I'm not sure why you doubt his sincerity. Stack Overflow is where he's
spending most of his time these days, isn't it? Why wouldn't he be mentioning
it in most of his posts? It seemed appropriate for this post. What would
constitute a sincere blog post?

------
lysium
That side effect of posting on SO that you improve your writing is
interesting. Never thought about that but it's so true: it's good if you an
answer but it's better if you can tell anybody about it such that they
understand.

Nice layout of <http://writers.stackexchange.com/> !

------
rimantas
And someone in the thread about tech interviews was claiming that it's ok if
candidate cannot express his thoughts as long as he is a good programmer…

------
iwwr
tl;dr SO is about keeping yourself entertained while you're learning how to
write (among other things). But so is HN :)

------
ajg1977
It's ironic that Jeff espouses the benefits of writing, yet nearly all of his
blog posts are simply brief snippets of text that link together larger
paragraphs written by others.

Almost every time I visit his blog I come away wondering what exactly he added
to the conversation.

------
steveklabnik
One portion of my application to grad school (in English Composition)
explained how my participation in /., Digg, Reddit, and Hacker News (among
others) got me into the habit of daily writing.
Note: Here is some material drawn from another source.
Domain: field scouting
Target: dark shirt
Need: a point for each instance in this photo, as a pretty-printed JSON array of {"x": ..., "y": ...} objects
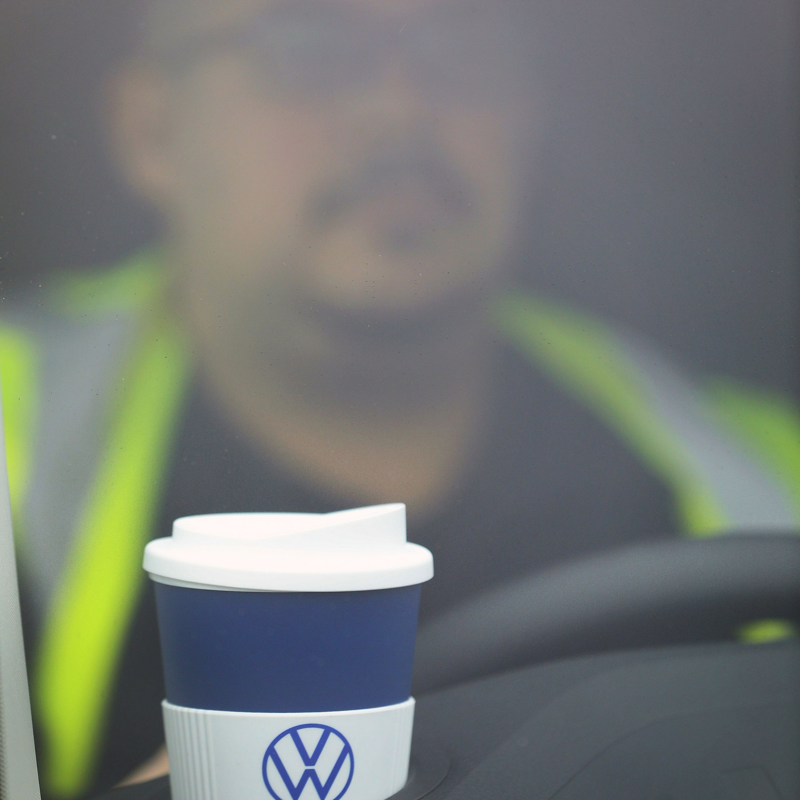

It's probably the largest
factor in my ability to write.

------
tygorius
Call me crazy, but I strongly suspect that the feedback system virtues that
helped Stack Overflow contributors develop their writing skills will not
manifest on writers.stackexchange.com.

Many writing queries fall into the taste or reference citation categories,
which aren't amenable to the correctness criteria of SO. Not to mention that
there are already plenty of writing resources on the Web, so I'm skeptical of
the new launch being able to distinguish itself.